RESULTS OF PARTICLE-SIZE ANALYSES
- Particle size distribution: 100 % of particles were <= 3 µm
- MMAD (Mass median aerodynamic diameter) / GSD (Geometric st. dev.): 1.34 µm / 1.41

Analytical verification of test atmosphere concentrations:

yes

Duration of exposure:

4 h

Concentrations:

analytical concentration: 528 mg/m³ air (maximum producible concentration)

No. of animals per sex per dose:

5

Control animals:

yes

Details on study design:

- Duration of observation period following administration: 14 days
- Frequency of observations and weighing: several times on the day of exposure as well as at least twice daily during observation period (clinical signs, mortality); body weights were recorded immediately prior to exposure, on days 3, 7 and 14 thereafter.
- Necropsy of survivors performed: yes
- Other examinations performed: methemoglobin

Statistics:

LC50 calculation:
According to A.P. Rosiello, J.M. Essigmann and G.N. Wogan (J. Tox. and Environ. Health 3, 797 -809, 1977). This method is based on the Maximum likelyhood method of C.I. Bliss (Q. J. Pharm. Pharmacol. 11, 192 -216, 1938).

Results and discussion

Mortality:

All male and female animals survived the treatment.

Clinical signs:

other: No clinical signs were observed in both sexes.

Body weight:

Body weight development was slightly impaired up to day 3 of the 14-day post observation period in males and females.

Gross pathology:

The necropsies performed at the end of the study revealed no findings in male and female animals.

Other findings:

No substance-induced increase of methemoglobin concentration was noticed.

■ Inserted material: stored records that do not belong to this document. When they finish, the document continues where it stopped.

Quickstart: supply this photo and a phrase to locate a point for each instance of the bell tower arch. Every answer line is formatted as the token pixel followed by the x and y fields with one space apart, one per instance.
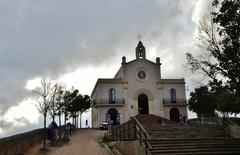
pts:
pixel 140 51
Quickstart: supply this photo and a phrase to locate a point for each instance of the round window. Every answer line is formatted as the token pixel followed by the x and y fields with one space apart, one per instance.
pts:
pixel 142 74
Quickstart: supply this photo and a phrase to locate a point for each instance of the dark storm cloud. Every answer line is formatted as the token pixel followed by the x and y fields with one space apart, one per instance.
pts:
pixel 48 38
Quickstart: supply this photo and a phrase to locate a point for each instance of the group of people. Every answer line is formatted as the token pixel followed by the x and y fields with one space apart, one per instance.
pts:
pixel 53 133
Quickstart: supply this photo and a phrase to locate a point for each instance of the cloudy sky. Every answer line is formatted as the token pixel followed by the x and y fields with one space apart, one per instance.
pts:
pixel 77 41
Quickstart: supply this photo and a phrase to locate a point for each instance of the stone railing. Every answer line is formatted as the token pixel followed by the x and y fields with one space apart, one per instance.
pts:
pixel 176 102
pixel 20 143
pixel 105 102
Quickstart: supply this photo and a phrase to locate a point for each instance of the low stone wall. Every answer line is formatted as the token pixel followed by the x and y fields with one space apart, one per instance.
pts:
pixel 20 143
pixel 130 148
pixel 234 131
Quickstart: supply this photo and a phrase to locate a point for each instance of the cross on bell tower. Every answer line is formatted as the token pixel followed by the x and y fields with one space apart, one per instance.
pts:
pixel 140 49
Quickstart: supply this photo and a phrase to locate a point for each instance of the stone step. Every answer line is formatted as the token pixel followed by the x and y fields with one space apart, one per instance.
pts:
pixel 200 153
pixel 192 150
pixel 194 146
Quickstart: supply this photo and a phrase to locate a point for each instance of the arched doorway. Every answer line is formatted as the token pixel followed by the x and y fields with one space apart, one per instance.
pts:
pixel 143 104
pixel 113 116
pixel 174 114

Applicant's summary and conclusion

Executive summary:

The inhalation LC50 in male and female rats was determined to be > 528 mg/m3 ( highest concentration that was technically achievable) for a 4 hour exposure (aerosol) to 2-Chlor-4-nitrotoluol rein krist. according to OECD TG 403. The test concentration of 528 mg/m3 revealed no mortality. No clinical signs and no substance-induced increase of methemoglobin concentrations were observed in both sexes. Body weight development was slightly impaired up to day 3 of the 14-day post observation period in males and females.